Fakten falsch interpretiert

Die Behauptung: „Laut RKI liegt keine Übersterblichkeit und keine erhöhte Intensivbettenbelegung vor.“

Die Fakten: In seinem Lagebericht vom 12.2. dieses Jahres stellt das RKI eine Übersterblichkeit gegenüber den Vorjahren fest. In Kalenderwoche vier ein Plus von 10 Prozent, in Kalenderwoche drei ein Plus von 19 Prozent. Das Statistische Bundesamt hat bei seiner Sonderauswertung der vorläufigen Todeszahlen im April 2020 und ab der zweiten Oktoberhälfte bis kurz vor dem Jahreswechsel einen auffälligen Anstieg verzeichnet. Von Mitte Februar bis Anfang April liegen die Zahlen unter dem Jahresdurchschnitt.

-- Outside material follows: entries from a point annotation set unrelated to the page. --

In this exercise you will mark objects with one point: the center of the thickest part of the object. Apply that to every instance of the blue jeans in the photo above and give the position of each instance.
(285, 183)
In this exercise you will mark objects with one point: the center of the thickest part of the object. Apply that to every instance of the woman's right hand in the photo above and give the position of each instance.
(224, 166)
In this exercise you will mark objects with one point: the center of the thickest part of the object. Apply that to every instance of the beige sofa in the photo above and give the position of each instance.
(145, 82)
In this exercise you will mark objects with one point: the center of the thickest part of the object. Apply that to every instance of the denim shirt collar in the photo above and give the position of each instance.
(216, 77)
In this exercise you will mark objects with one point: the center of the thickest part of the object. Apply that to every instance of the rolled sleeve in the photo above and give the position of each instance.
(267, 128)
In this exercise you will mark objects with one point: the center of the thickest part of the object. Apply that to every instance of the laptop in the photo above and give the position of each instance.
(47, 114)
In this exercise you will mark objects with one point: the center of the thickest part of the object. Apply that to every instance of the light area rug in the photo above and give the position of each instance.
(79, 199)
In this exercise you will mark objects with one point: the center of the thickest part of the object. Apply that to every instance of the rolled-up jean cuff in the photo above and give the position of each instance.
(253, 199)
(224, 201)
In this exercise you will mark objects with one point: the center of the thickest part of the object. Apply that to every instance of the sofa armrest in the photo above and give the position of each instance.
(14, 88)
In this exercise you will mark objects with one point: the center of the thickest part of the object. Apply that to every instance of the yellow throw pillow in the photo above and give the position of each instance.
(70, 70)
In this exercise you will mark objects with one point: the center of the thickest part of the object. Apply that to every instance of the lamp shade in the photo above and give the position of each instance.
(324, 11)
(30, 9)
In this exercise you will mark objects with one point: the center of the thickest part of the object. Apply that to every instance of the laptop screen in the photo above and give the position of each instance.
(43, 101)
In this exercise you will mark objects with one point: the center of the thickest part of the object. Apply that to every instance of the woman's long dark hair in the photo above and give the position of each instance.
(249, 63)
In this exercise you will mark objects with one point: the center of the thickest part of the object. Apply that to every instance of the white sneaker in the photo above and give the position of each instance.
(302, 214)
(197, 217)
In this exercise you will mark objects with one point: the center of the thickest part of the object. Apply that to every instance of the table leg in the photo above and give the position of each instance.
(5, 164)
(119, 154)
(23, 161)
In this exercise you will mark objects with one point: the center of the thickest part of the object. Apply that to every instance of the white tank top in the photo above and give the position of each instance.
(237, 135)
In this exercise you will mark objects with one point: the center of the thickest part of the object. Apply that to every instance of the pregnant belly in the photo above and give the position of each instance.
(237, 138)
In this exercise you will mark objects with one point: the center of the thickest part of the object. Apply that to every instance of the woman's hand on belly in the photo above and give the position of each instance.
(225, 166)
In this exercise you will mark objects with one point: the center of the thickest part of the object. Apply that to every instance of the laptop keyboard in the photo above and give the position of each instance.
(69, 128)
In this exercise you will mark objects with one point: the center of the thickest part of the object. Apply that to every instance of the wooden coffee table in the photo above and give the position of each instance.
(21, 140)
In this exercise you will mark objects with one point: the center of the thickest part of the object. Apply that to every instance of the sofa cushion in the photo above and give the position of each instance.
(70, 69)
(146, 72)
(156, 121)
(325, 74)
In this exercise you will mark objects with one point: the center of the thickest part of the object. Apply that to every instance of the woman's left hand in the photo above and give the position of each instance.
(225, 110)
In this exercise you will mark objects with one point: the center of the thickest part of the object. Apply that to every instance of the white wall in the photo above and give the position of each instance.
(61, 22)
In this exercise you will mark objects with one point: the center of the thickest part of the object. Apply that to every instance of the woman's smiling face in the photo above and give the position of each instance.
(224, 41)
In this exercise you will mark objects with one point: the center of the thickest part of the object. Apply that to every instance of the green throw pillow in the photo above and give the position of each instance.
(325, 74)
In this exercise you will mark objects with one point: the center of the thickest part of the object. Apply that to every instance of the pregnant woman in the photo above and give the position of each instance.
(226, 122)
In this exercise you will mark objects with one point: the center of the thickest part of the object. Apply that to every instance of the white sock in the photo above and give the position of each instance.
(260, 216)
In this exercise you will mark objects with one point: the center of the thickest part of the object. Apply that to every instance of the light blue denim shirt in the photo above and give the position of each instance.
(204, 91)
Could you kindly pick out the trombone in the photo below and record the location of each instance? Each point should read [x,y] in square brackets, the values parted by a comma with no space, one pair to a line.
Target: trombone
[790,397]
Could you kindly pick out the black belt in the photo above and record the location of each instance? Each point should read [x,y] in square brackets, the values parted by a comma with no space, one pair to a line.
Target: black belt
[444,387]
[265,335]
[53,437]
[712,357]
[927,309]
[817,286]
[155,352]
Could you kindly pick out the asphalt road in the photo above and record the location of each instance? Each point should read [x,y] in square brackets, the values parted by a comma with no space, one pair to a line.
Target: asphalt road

Für die Intensivbetten meldet das RKI am 4. Mai 21 001 belegte Betten (von insgesamt rund 24 000), davon 4.955 mit an Covid-19 Erkrankten, von denen 59 Prozent invasiv beatmet werden müssen. Die Deutsche Interdisziplinäre Vereinigung für Intensiv- und Notfallmedizin (DIVI) hat im März 2020 damit begonnen, tagesaktuelle Belegungszahlen von Intensivbetten zu registrieren. Im Jahr 2018, das in sozialen Medien gern als Vergleich herangezogen wurde, wurde nur ein Jahresdurchschnitt erfasst. Zudem berichtete die Ärztezeitung schon im Oktober letzten Jahres, dass der Personalbedarf schon wegen der aufwendigen Hygienemaßnahmen für Covid-19-Intensivpatienten höher sei als bei anderen intensiv Versorgten.

Aussage trifft nicht zu

Die Behauptung: „PCR-Tests wurden von ihrem Erfinder Kary Mullis als ungeeignet für den Nachweis von Viren deklariert.“

Die Fakten: Kary Mullis hat (wörtlich übersetzt) gesagt: „Mengenbezogene PCR-Tests sind ein Oxymoron“ – also ein Widerspruch in sich. Damit kommt zum Ausdruck, dass man seiner Meinung nach mit dem Test nichts über die Virenmenge sagen kann. Über die Art der Viren wegen ihrer spezifischen genetischen Sequenzen aber schon. PCR-Tests werden seit Jahren in der Medizindiagnostik eingesetzt – bei Erbkrankheiten, Vaterschaftstests oder dem Nachweis von Viren.